The competitive landscape of the insurance fraud detection market is characterized by a dynamic interplay between established players and rising startups, both of which strive to innovate and improve fraud detection skills. Companies are rapidly using modern technologies like artificial intelligence, machine learning, and big data analytics to improve their fraud detection systems, resulting in more effective identification and prevention of fraudulent activity.

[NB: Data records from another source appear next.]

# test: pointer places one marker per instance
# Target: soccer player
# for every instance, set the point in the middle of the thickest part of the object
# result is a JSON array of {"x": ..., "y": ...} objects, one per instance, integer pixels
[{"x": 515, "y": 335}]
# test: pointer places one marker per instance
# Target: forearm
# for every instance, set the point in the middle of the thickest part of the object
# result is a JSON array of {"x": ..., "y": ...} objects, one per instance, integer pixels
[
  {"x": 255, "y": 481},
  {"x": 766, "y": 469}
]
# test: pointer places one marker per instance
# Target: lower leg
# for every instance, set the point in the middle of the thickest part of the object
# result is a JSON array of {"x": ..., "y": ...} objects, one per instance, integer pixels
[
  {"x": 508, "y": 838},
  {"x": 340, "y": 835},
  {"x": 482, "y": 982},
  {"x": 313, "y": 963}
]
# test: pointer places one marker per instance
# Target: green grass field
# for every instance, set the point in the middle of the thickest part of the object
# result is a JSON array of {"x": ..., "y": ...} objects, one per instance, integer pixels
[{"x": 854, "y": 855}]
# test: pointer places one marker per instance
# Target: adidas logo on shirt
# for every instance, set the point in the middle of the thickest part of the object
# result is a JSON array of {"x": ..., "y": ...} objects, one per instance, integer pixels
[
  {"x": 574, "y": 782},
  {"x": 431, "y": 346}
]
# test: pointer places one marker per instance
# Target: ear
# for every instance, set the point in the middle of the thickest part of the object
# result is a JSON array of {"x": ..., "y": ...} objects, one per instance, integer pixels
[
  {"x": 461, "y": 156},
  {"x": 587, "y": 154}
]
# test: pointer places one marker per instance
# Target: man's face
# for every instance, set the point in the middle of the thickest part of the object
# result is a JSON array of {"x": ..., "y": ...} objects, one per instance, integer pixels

Some of the prominent players operating in the insurance fraud detection market include:
SAS Institute
IBM Corporation
FICO
BAE Systems
LexisNexis Risk Solutions
ACI Worldwide
Fiserv, Inc.
SAP SE
Experian plc
RSA Security LLC
Verisk Analytics, Inc.
Shift Technology
Insurance Fraud Detection Latest Developments:
In May 2023, Verisk, a provider of insurance data analytics, partnered with CCC Intelligent Solutions, a cloud platform serving the property and casualty (P&C) insurance market. This collaboration aims to enhance insurance fraud risk management by integrating Verisk's claims fraud detection analytics with CCC's claims platform.
In March 2023, Shift Technology, a global provider of AI-driven decision automation solutions for insurers, expanded its partnership with the General Insurance Association of Singapore (GIA). This expansion involves extending the use of Shift Claims Fraud Detection to include travel insurance fraud detection. The initiative builds upon the success of GIA's Fraud Management System (FMS) and aims to enhance fraud detection capabilities across the sector. This collaboration enables GIA member insurers to effectively detect and manage fraudulent claims, particularly within the growing global travel insurance segment.